As normas foram levadas a cada aldeia para serem informadas aos demais moradores.  Embora ainda sujeitas a debates e alterações, as lideranças afirmam que seu cumprimento deve ser imediato, uma vez que a maioria entende como necessária a regulamentação interna do comportamento da comunidade.  “É muito importante que os caciques não consumam bebida alcoólica para dar bom exemplo a jovens e crianças”, pondera João Werreria Karajá, liderança da aldeia JK.

Restrições

– Cada aldeia terá sua comissão de combate ao consumo de bebidas alcoólicas e drogas;

– Os índios e os toris (não-índios) não poderão consumir bebidas alcoólicas e drogas nas aldeias.  Ninguém poderá vender bebidas alcoólicas e drogas nas aldeias nem nas suas imediações.  Índio que chegar bêbado ou drogado na aldeia deverá se recolher a sua casa sem provocar brigas e arruaças.  As festas nas aldeias não poderão ter bebidas alcoólicas e drogas;

– A partir das 22h vigorará a “lei do silêncio” nas aldeias: nada de som alto, gritos ou cantorias, exceto quando estiver ocorrendo festas culturais.  Serão fiscalizadas as compras levadas para a aldeia, para evitar a entrada de bebidas alcoólicas e drogas.  Não serão transportadas bebidas alcoólicas no barco da comunidade.  Quando o índio violar algum desses itens, seus familiares não poderão acobertar os seus atos.  A comissão deverá encaminhar para tratamento médico especializado os casos mais graves.

Quem descumprir as normas estará sujeito às penalidades de advertência, prestação de serviços comunitários, prisão na aldeia e encaminhamento para tratamento médico obrigatório.

Causas e consequências do álcool – No questionário apresentado aos grupos, foi constatado que todos os participantes do seminário têm algum parente próximo envolvido em situações provocadas pelo álcool.  Muitos dos presentes consideram a situação um problema comunitário e fora do controle da comunidade e órgãos governamentais.  Os relatos apontam suicídios, homicídios, afogamentos, ingestão de álcool de farmácia, agressões, acidentes no trabalho, alucinações, inércia, apatia, medo generalizado na aldeia, perda da auto estima e de valores morais.

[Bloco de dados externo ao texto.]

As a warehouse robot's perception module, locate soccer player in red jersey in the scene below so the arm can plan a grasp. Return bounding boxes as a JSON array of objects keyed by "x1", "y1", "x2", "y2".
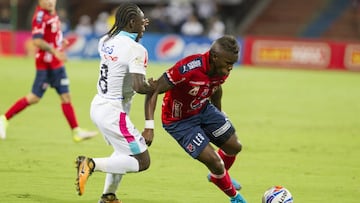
[
  {"x1": 0, "y1": 0, "x2": 97, "y2": 142},
  {"x1": 145, "y1": 35, "x2": 246, "y2": 203}
]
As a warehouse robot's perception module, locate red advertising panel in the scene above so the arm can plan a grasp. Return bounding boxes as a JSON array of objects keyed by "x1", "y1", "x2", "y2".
[
  {"x1": 344, "y1": 44, "x2": 360, "y2": 71},
  {"x1": 244, "y1": 39, "x2": 331, "y2": 69}
]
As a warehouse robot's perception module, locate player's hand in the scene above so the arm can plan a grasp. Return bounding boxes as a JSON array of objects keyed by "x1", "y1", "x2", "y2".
[
  {"x1": 144, "y1": 18, "x2": 150, "y2": 26},
  {"x1": 62, "y1": 39, "x2": 69, "y2": 49},
  {"x1": 148, "y1": 78, "x2": 157, "y2": 90},
  {"x1": 142, "y1": 128, "x2": 154, "y2": 147}
]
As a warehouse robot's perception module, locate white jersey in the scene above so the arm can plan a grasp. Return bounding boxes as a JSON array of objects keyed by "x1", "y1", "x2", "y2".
[
  {"x1": 90, "y1": 32, "x2": 148, "y2": 155},
  {"x1": 97, "y1": 33, "x2": 148, "y2": 100}
]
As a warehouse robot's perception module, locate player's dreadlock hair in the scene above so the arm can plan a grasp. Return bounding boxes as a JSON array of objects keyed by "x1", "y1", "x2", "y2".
[
  {"x1": 210, "y1": 35, "x2": 239, "y2": 54},
  {"x1": 106, "y1": 3, "x2": 140, "y2": 38}
]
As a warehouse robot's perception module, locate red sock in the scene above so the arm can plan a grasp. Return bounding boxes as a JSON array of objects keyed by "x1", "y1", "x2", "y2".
[
  {"x1": 210, "y1": 170, "x2": 236, "y2": 197},
  {"x1": 61, "y1": 103, "x2": 78, "y2": 129},
  {"x1": 5, "y1": 97, "x2": 29, "y2": 120},
  {"x1": 218, "y1": 149, "x2": 236, "y2": 170}
]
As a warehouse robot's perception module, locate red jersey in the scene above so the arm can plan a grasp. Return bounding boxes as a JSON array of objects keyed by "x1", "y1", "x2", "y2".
[
  {"x1": 32, "y1": 6, "x2": 63, "y2": 70},
  {"x1": 162, "y1": 52, "x2": 228, "y2": 124}
]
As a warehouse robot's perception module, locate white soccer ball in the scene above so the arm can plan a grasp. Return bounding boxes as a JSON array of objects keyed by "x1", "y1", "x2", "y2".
[{"x1": 262, "y1": 185, "x2": 294, "y2": 203}]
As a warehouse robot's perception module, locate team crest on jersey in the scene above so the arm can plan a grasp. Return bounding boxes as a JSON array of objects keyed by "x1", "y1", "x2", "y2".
[
  {"x1": 36, "y1": 11, "x2": 44, "y2": 23},
  {"x1": 180, "y1": 58, "x2": 202, "y2": 74}
]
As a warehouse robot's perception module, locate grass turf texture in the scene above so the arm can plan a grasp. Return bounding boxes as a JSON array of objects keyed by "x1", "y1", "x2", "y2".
[{"x1": 0, "y1": 57, "x2": 360, "y2": 203}]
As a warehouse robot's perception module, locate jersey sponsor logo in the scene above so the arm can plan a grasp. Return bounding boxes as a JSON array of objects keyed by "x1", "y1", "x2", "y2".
[
  {"x1": 101, "y1": 44, "x2": 114, "y2": 54},
  {"x1": 192, "y1": 133, "x2": 205, "y2": 147},
  {"x1": 180, "y1": 58, "x2": 202, "y2": 74},
  {"x1": 104, "y1": 54, "x2": 119, "y2": 61},
  {"x1": 186, "y1": 143, "x2": 196, "y2": 152}
]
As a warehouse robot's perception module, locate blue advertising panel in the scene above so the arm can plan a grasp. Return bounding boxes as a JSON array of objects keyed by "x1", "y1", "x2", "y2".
[{"x1": 66, "y1": 33, "x2": 243, "y2": 65}]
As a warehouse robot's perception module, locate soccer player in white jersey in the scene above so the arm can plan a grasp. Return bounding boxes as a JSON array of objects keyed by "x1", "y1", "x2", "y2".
[{"x1": 76, "y1": 3, "x2": 155, "y2": 203}]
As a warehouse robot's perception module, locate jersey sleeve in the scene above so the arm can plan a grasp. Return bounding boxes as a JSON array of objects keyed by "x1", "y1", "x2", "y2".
[
  {"x1": 129, "y1": 46, "x2": 148, "y2": 75},
  {"x1": 31, "y1": 10, "x2": 46, "y2": 39}
]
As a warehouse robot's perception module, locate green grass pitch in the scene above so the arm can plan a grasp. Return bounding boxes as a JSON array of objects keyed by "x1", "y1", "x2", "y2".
[{"x1": 0, "y1": 57, "x2": 360, "y2": 203}]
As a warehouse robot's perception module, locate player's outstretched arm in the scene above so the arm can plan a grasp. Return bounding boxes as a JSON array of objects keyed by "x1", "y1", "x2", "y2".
[
  {"x1": 131, "y1": 73, "x2": 154, "y2": 94},
  {"x1": 210, "y1": 86, "x2": 222, "y2": 111},
  {"x1": 142, "y1": 76, "x2": 172, "y2": 146}
]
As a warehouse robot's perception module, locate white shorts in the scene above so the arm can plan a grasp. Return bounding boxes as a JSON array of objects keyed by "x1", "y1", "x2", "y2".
[{"x1": 90, "y1": 95, "x2": 147, "y2": 155}]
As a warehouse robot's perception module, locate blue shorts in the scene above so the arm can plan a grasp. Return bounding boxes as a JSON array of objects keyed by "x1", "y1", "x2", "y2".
[
  {"x1": 32, "y1": 67, "x2": 69, "y2": 98},
  {"x1": 163, "y1": 103, "x2": 235, "y2": 158}
]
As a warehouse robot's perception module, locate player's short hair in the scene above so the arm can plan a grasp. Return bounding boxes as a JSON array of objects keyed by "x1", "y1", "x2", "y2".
[
  {"x1": 107, "y1": 2, "x2": 141, "y2": 38},
  {"x1": 210, "y1": 35, "x2": 239, "y2": 54}
]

Foram apontadas como principais causas da alta incidência do abuso de álcool as festas animadas com forró, amizade com índios e brancos alcoólatras, exemplo de pais a crianças e jovens, falta de emprego e perspectiva de vida, busca de esquecimento das consequências do envolvimento da cultura do branco, desvalorização da família e do casamento, perda de auto estima cultural, busca da sensação de poder, auto-afirmação para conquistas amorosas e falta de ocupação para o corpo e a mente.

Entre as soluções que dependem de maior elaboração e articulação estão a implantação de uma casa de segurança, inclusão no orçamento da Funana mais recursos para tratamento, incentivo ao esporte, lazer, produção artística e cultura tradicional com implementação de centros de atividades, implementação de centro de recuperação na terra indígena, a 30 km das aldeias, criação do conselho tutelar indígena, presença de especialistas em saúde mental nas aldeias, realização de um segundo seminário para debater os resultados dos primeiros esforços e efetivar novas medidas, se necessário, buscar alternativas para presença de policiamento nas aldeias, implementação de ensino médio profissionalizante nas aldeias, escolas com quadras de esporte e laboratórios de informática, acesso a recursos governamentais como o Pronaf (Programa Nacional de Fortalecimento da Agricultura Familiar).